So hilft das THW nach dem Erdbeben in der Türkei

Stand: 12.02.2023, 18:59 Uhr

Nach dem Erdbeben sinken Stunde für Stunde die Chanchen, Menschen unter den Trümmern noch lebend retten zu können. Was das THW-Team vor Ort weiter motiviert.

Seit Tagen suchen Rettungsteams im türkisch-syrischen Erdbebengebiet nach Überlebenden. Darunter auch ein deutsches Team des Technischen Hilfswerks (THW). Katharina Garrecht ist THW-Sprecherin und befindet sich in der türkischen Stadt Kirikhan, Provinz Hatay. Sie dokumentiert die Arbeit des Teams.

WDR: Frau Garrecht, das Erdbeben fand am Montag statt, das THW-Team befindet sich seit Mittwoch vor Ort. Wie hoch ist aktuell die Wahrscheinlichkeit, dass man immer noch Menschen retten kann?

Katharina Garrecht: Grundsätzlich spricht man von den hundert goldenen Stunden, das heißt hundert Stunden nach dem Ereignis ist die Wahrscheinlichkeit noch recht hoch, dass man Personen lebend unter den Trümmern findet und auch retten kann. Nach diesen hundert Stunden sinkt die Wahrscheinlichkeit, weil die Personen keinen Zugang zum Wasser haben oder vielleicht schwere Verletzungen. Es kann natürlich sein, dass Personen so tief in den Trümmern verschüttet sind, dass die Trümmer quasi isolieren, und dass sie vielleicht sogar den Zugang zu Wasser haben, dass dann die Chance steigt und sie dann länger überleben können.

WDR: Konnte das THW-Team in der letzten Zeit jemanden retten?

Katharina Garrecht: Wir hatten gestern Abend die Rettung einer lebenden Person. In der Stadt haben Anwohner angefangen, von einem Haus die Trümmer abzutragen. Und währenddessen haben sie gemerkt, dass sich eine Frau bemerkbar gemacht hat, die noch unter den Trümmern gelebt hat. Sie sind relativ nah zu ihr vorgedrungen und haben dann aber um Hilfe gebeten. Wir sind mit einem kleinen Team hingefahren. Wir hatten unsere Ausrüstung und unsere Mediziner dabei, um sie direkt versorgen zu können, weil sie seit langer Zeit unter den Trümmern lag. Wir haben dann die Frau aus den Trümmern gerettet und dem Rettungsdienst übergeben. Das war natürlich sehr schön für alle Beteiligten.

WDR: Wir funktioniert so eine Rettung?

Katharina Garrecht: Wir haben eine Ortungskomponente mit Suchhunden und einem technischen Ortungsgerät. Die Suchhunde können lebende Personen wittern. Und wenn die anschlagen, können wir mit dem technischen Ordnungsgerät noch mal ein bisschen enger eingrenzen, wo die Person liegt. Und dann mit einem schweren technischen Gerät zu der Person unter die Trümmer vordringen.
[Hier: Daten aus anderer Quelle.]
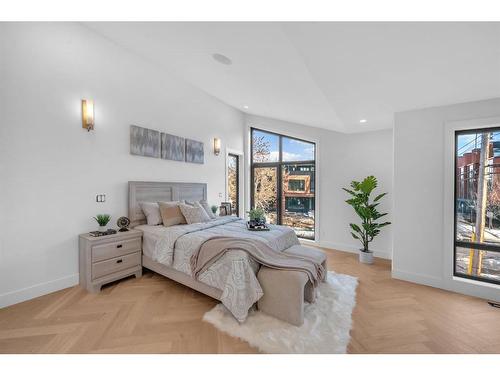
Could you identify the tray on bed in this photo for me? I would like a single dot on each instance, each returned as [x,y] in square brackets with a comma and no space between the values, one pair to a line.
[257,229]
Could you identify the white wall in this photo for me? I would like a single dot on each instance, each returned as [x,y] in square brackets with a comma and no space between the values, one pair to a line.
[51,169]
[422,148]
[341,158]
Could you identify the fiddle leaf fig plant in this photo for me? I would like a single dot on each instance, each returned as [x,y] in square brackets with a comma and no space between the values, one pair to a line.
[366,209]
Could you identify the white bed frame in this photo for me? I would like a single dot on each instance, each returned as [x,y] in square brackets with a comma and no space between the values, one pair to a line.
[146,191]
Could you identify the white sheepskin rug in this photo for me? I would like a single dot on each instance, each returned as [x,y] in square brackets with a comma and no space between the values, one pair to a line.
[326,327]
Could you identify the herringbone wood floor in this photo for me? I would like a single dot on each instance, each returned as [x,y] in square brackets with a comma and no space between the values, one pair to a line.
[155,315]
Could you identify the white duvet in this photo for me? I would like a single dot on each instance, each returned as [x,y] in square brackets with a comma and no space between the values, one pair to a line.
[234,273]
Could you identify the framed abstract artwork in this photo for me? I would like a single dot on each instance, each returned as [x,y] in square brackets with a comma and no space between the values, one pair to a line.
[144,142]
[173,147]
[194,152]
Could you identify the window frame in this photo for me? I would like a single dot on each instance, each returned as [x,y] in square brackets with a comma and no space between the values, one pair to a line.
[237,157]
[465,244]
[279,168]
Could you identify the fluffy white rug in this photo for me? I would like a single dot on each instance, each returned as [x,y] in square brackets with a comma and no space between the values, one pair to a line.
[326,327]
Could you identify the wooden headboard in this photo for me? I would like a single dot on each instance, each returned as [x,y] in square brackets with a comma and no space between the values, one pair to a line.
[145,191]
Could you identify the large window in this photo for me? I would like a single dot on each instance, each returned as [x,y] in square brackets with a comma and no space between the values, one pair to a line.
[477,204]
[233,177]
[283,180]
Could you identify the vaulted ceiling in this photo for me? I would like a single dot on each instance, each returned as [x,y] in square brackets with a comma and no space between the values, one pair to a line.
[328,75]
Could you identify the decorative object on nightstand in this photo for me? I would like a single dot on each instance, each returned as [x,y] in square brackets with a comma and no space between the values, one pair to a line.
[123,223]
[102,220]
[257,220]
[214,209]
[108,258]
[225,209]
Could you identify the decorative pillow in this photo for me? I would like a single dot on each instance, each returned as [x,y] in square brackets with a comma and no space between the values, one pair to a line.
[203,203]
[207,209]
[194,214]
[152,212]
[171,213]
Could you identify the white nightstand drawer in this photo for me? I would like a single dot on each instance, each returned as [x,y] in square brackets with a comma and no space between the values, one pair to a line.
[115,249]
[110,266]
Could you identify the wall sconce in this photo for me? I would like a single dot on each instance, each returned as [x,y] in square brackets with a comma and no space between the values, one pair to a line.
[216,146]
[88,114]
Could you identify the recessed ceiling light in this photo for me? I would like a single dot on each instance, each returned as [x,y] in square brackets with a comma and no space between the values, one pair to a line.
[222,59]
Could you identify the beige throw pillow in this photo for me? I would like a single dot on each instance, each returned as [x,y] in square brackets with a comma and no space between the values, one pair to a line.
[152,212]
[203,203]
[171,213]
[194,214]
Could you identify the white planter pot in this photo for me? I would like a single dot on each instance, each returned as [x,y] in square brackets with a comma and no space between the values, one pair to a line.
[366,258]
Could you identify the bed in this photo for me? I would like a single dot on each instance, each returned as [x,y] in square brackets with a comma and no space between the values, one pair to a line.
[166,250]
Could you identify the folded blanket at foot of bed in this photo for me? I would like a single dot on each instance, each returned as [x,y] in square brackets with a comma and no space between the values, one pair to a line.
[215,247]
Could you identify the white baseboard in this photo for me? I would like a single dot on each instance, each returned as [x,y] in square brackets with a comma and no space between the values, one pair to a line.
[38,290]
[353,249]
[418,278]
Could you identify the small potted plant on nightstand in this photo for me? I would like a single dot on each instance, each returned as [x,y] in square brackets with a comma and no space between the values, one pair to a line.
[257,218]
[360,200]
[102,220]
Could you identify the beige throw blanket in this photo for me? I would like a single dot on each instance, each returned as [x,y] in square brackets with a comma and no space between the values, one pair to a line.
[215,247]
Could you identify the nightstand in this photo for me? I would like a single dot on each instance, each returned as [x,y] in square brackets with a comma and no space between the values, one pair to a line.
[109,258]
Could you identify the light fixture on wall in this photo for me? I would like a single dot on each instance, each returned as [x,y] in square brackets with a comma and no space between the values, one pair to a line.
[88,114]
[216,146]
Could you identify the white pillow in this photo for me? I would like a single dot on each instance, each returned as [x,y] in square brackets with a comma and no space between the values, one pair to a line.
[152,212]
[194,214]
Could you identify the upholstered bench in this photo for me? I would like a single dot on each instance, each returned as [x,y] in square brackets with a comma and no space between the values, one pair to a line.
[285,291]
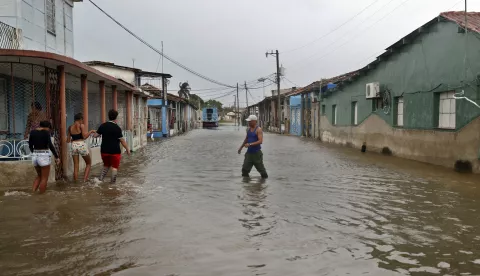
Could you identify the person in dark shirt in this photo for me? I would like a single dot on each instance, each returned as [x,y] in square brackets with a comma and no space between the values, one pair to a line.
[39,143]
[110,149]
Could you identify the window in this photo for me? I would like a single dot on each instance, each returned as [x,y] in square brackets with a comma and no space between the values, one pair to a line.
[400,111]
[3,107]
[50,14]
[446,110]
[377,104]
[354,113]
[334,114]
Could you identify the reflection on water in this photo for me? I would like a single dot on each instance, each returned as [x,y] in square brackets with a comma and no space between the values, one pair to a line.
[181,208]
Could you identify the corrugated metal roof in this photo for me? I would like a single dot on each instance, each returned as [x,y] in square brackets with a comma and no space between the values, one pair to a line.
[473,19]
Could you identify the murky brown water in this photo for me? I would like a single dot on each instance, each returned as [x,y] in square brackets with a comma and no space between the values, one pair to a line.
[181,208]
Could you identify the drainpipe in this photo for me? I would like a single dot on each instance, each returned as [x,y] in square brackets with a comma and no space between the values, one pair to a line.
[84,85]
[114,97]
[103,112]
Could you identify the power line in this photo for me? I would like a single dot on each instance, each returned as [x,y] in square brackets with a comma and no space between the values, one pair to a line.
[160,52]
[335,41]
[332,31]
[354,37]
[224,95]
[285,78]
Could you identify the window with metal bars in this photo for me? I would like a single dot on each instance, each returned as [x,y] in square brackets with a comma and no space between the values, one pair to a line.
[50,14]
[3,106]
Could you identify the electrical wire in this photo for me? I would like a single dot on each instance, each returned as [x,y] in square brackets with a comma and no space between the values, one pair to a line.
[224,95]
[344,35]
[354,37]
[285,78]
[332,31]
[160,52]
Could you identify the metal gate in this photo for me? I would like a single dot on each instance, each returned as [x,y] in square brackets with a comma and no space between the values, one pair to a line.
[295,126]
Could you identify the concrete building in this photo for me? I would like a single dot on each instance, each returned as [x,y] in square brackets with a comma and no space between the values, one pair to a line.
[60,87]
[46,84]
[141,80]
[404,102]
[181,116]
[40,25]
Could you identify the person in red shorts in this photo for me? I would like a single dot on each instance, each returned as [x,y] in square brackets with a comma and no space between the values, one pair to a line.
[110,149]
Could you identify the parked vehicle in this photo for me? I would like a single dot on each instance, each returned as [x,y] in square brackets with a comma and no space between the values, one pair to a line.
[210,117]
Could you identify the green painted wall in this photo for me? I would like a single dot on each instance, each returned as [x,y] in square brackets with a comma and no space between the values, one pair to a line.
[435,59]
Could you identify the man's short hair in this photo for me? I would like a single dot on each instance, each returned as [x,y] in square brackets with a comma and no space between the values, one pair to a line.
[78,117]
[112,114]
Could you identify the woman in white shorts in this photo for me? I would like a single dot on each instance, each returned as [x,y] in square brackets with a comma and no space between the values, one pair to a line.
[77,136]
[39,143]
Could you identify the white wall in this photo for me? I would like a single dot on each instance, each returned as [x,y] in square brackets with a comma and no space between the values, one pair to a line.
[29,16]
[123,74]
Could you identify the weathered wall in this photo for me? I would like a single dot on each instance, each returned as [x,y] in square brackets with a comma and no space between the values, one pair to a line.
[435,59]
[118,73]
[431,146]
[29,16]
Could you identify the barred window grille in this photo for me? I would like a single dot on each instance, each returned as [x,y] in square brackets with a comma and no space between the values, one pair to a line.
[50,14]
[3,105]
[9,37]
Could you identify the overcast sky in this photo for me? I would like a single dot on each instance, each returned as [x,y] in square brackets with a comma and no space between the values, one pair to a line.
[226,40]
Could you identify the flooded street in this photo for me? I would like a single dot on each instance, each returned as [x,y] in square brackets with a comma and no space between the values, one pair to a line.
[181,207]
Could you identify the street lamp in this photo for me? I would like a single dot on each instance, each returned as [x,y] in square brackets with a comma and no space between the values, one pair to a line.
[277,55]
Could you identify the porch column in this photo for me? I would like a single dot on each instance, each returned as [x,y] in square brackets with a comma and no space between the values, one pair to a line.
[128,96]
[103,112]
[302,115]
[145,112]
[114,97]
[63,119]
[137,113]
[84,85]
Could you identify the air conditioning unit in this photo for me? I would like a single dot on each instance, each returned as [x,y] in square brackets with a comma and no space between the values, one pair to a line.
[372,90]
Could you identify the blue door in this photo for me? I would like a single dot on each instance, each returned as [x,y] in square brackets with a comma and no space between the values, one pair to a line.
[295,128]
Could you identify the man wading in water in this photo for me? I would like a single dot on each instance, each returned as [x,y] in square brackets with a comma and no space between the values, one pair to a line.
[254,155]
[110,149]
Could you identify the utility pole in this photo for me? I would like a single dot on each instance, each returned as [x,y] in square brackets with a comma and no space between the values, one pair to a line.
[162,57]
[235,110]
[246,97]
[238,109]
[164,102]
[279,119]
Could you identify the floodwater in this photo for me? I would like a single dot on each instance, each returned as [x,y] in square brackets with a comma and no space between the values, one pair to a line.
[181,208]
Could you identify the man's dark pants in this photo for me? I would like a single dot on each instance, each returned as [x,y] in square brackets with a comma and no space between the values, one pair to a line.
[254,159]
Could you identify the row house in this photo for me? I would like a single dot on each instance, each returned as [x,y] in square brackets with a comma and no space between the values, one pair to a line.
[40,79]
[418,100]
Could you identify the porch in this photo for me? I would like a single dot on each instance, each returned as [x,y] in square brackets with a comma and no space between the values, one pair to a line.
[36,86]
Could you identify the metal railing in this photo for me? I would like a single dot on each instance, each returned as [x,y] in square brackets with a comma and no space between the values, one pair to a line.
[14,150]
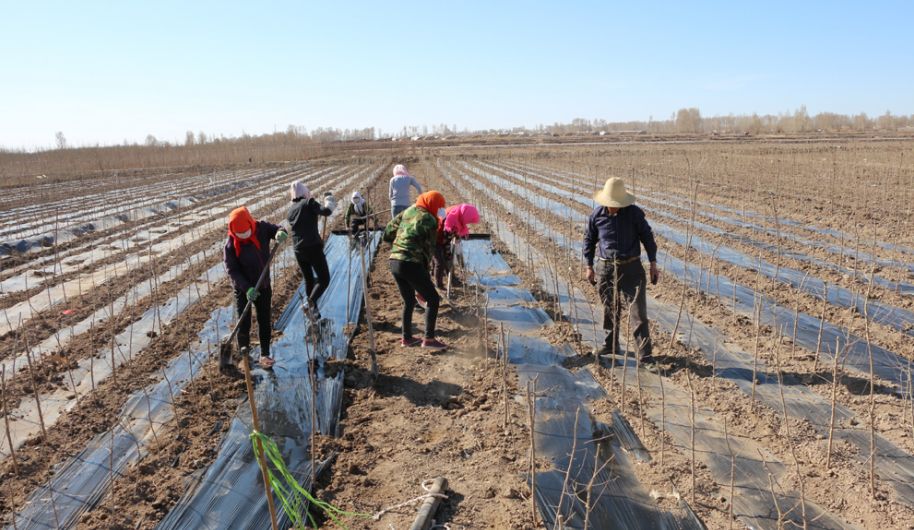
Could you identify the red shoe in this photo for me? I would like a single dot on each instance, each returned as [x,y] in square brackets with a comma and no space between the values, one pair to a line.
[433,344]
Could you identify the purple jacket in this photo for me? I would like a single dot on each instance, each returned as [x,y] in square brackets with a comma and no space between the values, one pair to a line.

WDR: Wie kann das THW vor Ort noch helfen, außer Menschen zu retten?

Katharina Garrecht: Wir haben verschiedene Experten im Team, die sich besonders mit Statik auskennen oder unsere Mediziner. Nach der Rettungsphase können sie für die Behörden und die Anwohner beratend zur Seite stehen. Es gibt Experten, die dazu ausgebildet sind, Camps zu errichten. Ein Haus zu bauen dauert deutlich länger als ein Camp und die Menschen brauchen ja eine Unterkunft. Oder auch bei der Trinkwasseraufbereitung können unsere Experten helfen. Es ist hier aktuell schwierig an Trinkwasser heranzukommen.

WDR: Die letzten Tage war die Rede von Unruhen vor Ort. Haben Sie davon was mitbekommen?

Katharina Garrecht: Am Samstag haben uns die Medienberichte erreicht, dass es Tumulte in der Stadt gab. Wir waren im Camp und haben deswegen beschlossen, da zu verbleiben, solange kein Auftrag an uns herangetragen wird. Das heißt, dass wir auch keine Versorgungsfahrten machen, die wir ja auch nicht zwingend nötig haben, weil wir uns noch autark versorgen können. Aber wir im Team waren von Tumulten nicht betroffen.

WDR: Wie nehmen die Anwohner ihr Team auf?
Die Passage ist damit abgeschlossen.